Most Enterprise IT organizations use numerous monitoring tools (system, database, application performance, etc.). While each of these is necessary, the cumulative effect is usually an overabundance of incidents and service desk tickets. Meanwhile, many of these same companies also use discovery tools to determine relationships between components. Typically, the fact that disparate technologies are used for monitoring and CMDB mapping makes integration challenging. But there’s a better way to approach ServiceNow event correlation.
Evanios unifies monitoring and event management directly on the ServiceNow platform, making it easy to bridge the gap between the CMDB and monitoring with no coding or complexity.
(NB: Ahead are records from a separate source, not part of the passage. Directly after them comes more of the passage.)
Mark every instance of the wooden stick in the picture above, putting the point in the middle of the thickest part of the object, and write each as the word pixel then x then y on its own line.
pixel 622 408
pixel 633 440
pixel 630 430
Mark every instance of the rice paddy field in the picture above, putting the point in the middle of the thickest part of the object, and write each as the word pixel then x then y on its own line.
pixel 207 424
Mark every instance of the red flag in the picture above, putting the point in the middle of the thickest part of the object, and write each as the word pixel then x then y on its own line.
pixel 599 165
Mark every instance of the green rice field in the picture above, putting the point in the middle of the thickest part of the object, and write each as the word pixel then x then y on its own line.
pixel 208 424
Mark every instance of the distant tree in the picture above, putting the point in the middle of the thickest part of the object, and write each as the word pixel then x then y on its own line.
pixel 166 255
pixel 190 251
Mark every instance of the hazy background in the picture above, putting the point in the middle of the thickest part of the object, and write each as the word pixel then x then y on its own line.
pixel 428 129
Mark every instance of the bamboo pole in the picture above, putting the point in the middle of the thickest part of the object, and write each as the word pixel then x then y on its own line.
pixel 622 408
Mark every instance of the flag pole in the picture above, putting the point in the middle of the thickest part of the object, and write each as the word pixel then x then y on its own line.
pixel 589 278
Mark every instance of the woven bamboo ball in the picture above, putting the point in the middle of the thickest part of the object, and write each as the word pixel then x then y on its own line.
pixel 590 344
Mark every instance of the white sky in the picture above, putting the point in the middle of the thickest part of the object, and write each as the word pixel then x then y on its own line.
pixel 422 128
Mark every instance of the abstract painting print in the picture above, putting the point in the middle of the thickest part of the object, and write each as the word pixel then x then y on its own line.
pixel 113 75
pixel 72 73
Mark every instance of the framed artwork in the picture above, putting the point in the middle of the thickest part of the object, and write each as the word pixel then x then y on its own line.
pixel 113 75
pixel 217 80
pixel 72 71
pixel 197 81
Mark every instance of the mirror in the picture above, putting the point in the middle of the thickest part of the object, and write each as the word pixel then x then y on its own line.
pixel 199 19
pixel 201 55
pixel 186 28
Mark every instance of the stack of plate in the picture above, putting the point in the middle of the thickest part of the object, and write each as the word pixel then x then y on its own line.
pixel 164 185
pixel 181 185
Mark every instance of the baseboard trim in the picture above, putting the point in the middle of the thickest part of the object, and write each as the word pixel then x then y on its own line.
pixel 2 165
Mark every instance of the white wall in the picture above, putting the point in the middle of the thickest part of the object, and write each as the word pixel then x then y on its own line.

Our approach to ServiceNow event correlation includes configured logic and machine learning. Evanios normalizes data into a common event format, filters unwanted events close to the source, de-duplicates similar events using flexible criteria, provides robust event correlation capability (based on CMDB topology, time, and event content), and leverages packaged algorithms to prioritize events that are most likely to affect services.
First, Evanios provides complete visibility into the health of IT services by integrating all the data from disparate monitoring tools in ServiceNow, unifying visualizations, and setting the stage for correlation and automation to reduce operational cost and MTTR.
Next, Evanios dramatically reduces noise through de-duplication and correlation algorithms, using machine learning to score every event, so operations teams can identify and prioritize critical issues.
Evanios can correlate events based on a variety of use cases. Logic is flexible, and configurable through a simple form based interface, requiring no coding. Actions can be triggered on incoming events, including consolidation of multiple events into single, more meaningful incidents.
Plus, the same algorithms used for scoring can be applied toward Predictive Analytics, helping you identify significant threats before they become problematic incidents.